Exploiting Battery-Drain Vulnerabilities in Mobile Smart Devices

Differently from attacks aimed at gaining control of the resources of a mobile device, energy-related attacks have the essential goal of significantly raising the energy demand on the victim side, without apparently affecting its activities. It is a fundamental point to highlight how such a goal can possibly be accomplished by mounting well-known canonical attacks and waiting for the system defenses to detect and stop them. In such an endeavor, defenses require additional amounts of energy which eventually render the mobile device completely useless. In the System on Chip (SoC) architecture, many components, each with a separate function, are integrated. As the total energy adsorption is the composition of the energy consumptions of individual components, each component may be the target of an energy-based attack. This work analyzes and discusses the effects and implication of new energy-based Denial of Service attacks based on the proper solicitation of hardware-layer encode/decode capabilities by using specifically crafted multi-media resources, in order to introduce an anomalous battery drain, and hence significantly shorten the overall battery lifetime in mobile smart devices.
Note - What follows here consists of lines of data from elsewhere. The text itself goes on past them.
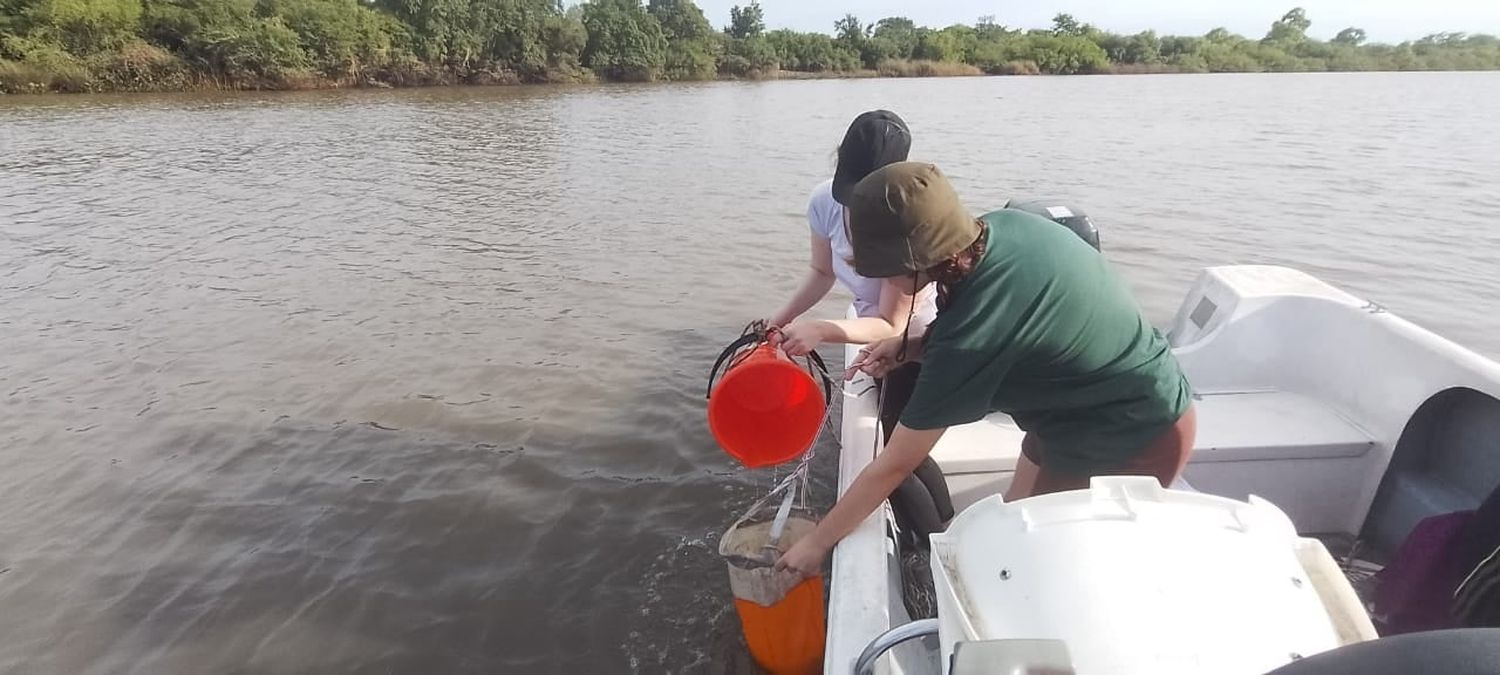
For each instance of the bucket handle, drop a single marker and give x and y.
(756, 333)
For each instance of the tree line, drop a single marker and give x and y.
(80, 45)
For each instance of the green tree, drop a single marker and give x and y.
(747, 21)
(1350, 36)
(1064, 24)
(80, 26)
(689, 36)
(342, 38)
(1292, 29)
(897, 36)
(849, 32)
(624, 41)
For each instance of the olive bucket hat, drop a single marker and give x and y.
(906, 218)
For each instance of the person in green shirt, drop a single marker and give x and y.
(1031, 323)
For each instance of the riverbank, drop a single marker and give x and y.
(158, 72)
(17, 78)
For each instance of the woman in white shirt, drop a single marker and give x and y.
(884, 306)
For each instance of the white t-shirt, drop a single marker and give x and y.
(825, 218)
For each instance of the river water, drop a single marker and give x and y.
(411, 381)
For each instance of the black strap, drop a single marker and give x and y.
(734, 347)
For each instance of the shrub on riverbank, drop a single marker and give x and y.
(894, 68)
(86, 45)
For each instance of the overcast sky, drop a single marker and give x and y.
(1385, 20)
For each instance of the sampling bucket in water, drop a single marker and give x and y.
(780, 612)
(765, 410)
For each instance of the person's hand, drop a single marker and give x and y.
(876, 359)
(804, 558)
(798, 339)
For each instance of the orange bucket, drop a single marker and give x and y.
(765, 410)
(780, 614)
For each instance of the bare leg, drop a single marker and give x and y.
(1025, 477)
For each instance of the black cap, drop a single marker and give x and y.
(873, 140)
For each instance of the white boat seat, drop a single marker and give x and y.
(1239, 426)
(983, 447)
(1272, 425)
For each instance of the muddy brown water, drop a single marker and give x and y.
(411, 381)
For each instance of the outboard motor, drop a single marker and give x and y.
(1062, 213)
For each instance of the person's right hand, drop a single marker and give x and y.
(876, 359)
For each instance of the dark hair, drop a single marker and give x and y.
(957, 267)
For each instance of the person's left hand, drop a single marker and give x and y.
(804, 558)
(800, 338)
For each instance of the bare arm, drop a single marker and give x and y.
(906, 450)
(896, 309)
(815, 285)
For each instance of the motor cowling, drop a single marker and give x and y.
(1062, 213)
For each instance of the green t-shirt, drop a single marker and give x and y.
(1044, 330)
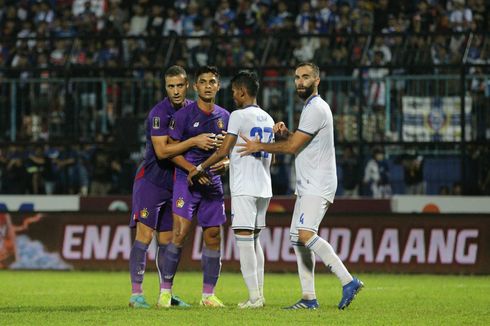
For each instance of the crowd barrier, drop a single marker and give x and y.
(96, 236)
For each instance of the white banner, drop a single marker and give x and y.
(434, 118)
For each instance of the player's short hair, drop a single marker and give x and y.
(206, 69)
(248, 80)
(316, 70)
(175, 70)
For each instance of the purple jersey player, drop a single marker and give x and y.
(152, 189)
(204, 201)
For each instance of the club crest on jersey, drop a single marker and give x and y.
(221, 124)
(180, 202)
(144, 213)
(156, 123)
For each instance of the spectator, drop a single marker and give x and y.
(377, 176)
(350, 172)
(138, 22)
(413, 170)
(173, 23)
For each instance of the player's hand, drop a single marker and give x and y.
(280, 128)
(249, 147)
(201, 177)
(219, 139)
(205, 141)
(221, 167)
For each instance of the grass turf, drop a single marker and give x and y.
(101, 298)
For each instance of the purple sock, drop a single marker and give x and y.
(170, 263)
(211, 266)
(160, 259)
(137, 265)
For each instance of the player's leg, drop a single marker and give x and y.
(244, 212)
(171, 259)
(313, 208)
(211, 215)
(306, 264)
(183, 206)
(164, 237)
(260, 223)
(146, 205)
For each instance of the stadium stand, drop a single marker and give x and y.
(76, 75)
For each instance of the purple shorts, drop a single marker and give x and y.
(207, 202)
(151, 206)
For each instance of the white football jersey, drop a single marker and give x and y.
(250, 175)
(316, 170)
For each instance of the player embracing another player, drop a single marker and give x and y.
(250, 181)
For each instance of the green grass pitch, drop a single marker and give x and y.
(101, 298)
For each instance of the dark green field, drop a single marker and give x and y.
(100, 298)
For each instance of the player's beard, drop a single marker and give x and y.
(306, 92)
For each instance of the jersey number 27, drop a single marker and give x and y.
(262, 133)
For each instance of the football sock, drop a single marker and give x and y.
(306, 270)
(248, 264)
(137, 265)
(325, 251)
(160, 258)
(211, 266)
(170, 263)
(259, 254)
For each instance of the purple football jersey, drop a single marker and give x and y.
(158, 172)
(192, 121)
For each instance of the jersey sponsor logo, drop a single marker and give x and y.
(220, 124)
(144, 213)
(156, 123)
(180, 202)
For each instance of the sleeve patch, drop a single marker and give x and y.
(156, 123)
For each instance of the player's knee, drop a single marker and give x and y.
(212, 237)
(304, 236)
(179, 237)
(242, 232)
(144, 233)
(293, 238)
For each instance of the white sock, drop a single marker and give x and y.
(325, 251)
(306, 270)
(259, 254)
(248, 264)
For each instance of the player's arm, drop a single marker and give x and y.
(290, 146)
(220, 156)
(164, 148)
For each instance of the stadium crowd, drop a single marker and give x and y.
(121, 33)
(43, 38)
(105, 169)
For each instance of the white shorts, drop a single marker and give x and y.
(248, 213)
(309, 211)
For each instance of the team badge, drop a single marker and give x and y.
(156, 123)
(144, 213)
(180, 202)
(221, 124)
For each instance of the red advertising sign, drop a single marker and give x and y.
(366, 243)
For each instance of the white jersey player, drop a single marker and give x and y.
(250, 181)
(316, 174)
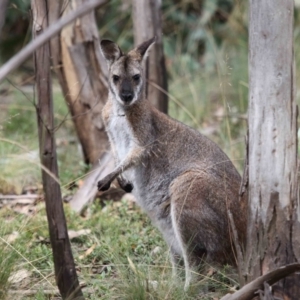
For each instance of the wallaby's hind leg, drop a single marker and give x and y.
(199, 229)
(181, 244)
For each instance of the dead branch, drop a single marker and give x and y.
(50, 32)
(247, 292)
(3, 5)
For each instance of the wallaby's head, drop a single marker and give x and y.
(126, 76)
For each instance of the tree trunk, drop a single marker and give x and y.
(3, 5)
(273, 228)
(81, 72)
(65, 273)
(146, 24)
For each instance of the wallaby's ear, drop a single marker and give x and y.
(110, 51)
(143, 49)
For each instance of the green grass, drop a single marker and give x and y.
(122, 262)
(124, 256)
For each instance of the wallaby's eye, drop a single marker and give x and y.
(116, 78)
(136, 77)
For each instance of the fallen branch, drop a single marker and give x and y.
(247, 292)
(25, 196)
(50, 32)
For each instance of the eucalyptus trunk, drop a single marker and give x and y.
(273, 229)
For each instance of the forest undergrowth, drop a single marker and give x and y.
(118, 253)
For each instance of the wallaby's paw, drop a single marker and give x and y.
(128, 188)
(103, 186)
(125, 185)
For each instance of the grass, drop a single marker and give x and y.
(123, 256)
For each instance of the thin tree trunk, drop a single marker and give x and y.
(65, 273)
(83, 81)
(146, 24)
(273, 229)
(3, 5)
(81, 72)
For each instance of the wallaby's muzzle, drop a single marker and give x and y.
(126, 94)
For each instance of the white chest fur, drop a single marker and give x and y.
(121, 138)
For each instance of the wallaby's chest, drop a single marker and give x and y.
(121, 135)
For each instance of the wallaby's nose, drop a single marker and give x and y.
(126, 96)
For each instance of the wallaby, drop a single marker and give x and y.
(181, 179)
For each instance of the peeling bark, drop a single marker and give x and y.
(273, 229)
(146, 24)
(65, 273)
(81, 73)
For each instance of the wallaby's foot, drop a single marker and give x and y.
(103, 185)
(125, 185)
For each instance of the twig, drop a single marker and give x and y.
(25, 196)
(50, 32)
(240, 256)
(247, 292)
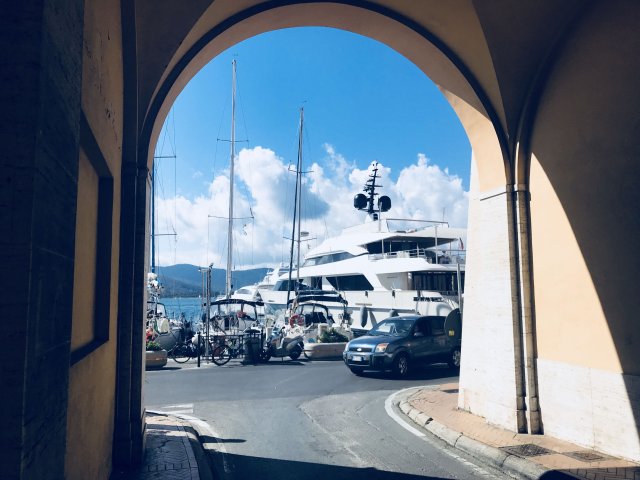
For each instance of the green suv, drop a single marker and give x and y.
(398, 342)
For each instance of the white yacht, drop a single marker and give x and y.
(383, 266)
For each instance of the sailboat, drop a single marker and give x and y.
(280, 294)
(232, 314)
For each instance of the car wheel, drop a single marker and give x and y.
(295, 353)
(454, 358)
(265, 355)
(401, 365)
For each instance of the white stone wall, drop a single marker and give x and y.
(591, 407)
(487, 373)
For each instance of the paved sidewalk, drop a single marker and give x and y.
(172, 451)
(528, 456)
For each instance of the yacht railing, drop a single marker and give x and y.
(443, 256)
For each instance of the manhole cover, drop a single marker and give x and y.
(527, 450)
(585, 456)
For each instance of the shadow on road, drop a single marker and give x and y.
(426, 372)
(243, 466)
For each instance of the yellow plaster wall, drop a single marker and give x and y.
(92, 381)
(570, 324)
(82, 330)
(487, 155)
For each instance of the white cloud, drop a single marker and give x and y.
(265, 187)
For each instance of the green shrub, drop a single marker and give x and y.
(153, 346)
(332, 336)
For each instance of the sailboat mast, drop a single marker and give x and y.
(153, 217)
(231, 178)
(299, 199)
(296, 213)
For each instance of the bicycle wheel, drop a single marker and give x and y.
(182, 352)
(221, 355)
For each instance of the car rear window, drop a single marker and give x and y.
(437, 325)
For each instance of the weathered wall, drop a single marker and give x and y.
(90, 425)
(40, 97)
(488, 382)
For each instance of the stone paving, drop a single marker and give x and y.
(531, 456)
(168, 451)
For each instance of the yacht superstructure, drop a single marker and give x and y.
(384, 264)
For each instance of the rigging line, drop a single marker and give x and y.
(241, 103)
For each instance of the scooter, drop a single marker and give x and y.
(280, 345)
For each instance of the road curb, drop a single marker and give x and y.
(485, 453)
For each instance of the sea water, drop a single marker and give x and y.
(190, 307)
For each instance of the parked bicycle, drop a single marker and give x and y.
(232, 348)
(185, 350)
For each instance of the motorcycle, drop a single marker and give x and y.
(282, 344)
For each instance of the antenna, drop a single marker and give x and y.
(367, 202)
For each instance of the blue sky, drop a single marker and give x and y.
(362, 102)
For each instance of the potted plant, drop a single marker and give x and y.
(156, 356)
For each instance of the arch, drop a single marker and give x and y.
(424, 48)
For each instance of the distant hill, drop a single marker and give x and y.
(185, 280)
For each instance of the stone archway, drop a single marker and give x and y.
(547, 93)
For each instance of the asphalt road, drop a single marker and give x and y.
(306, 420)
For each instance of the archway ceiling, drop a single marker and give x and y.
(493, 51)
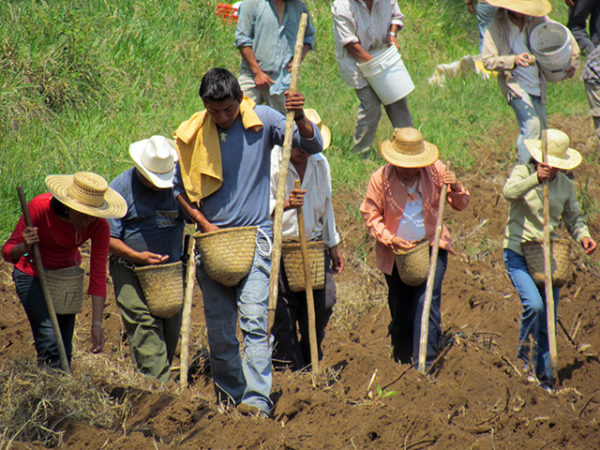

These attacks do not require physical access nor compromise of the target device, and they take advantage of new HTML5 functionalities that can be properly triggered during normal browsing activity. The more significant result is that the Digital Signal Processor (DSP) offers an exploitable attack surface to be kept into consideration early in the design process. Countermeasures include special filtering rules that prevent “irrelevant” content from reaching the DSP or, in a more far-reached perspective, the introduction of a power-draw controller on the SoC with the purpose of monitoring energy consumption and raising alerts.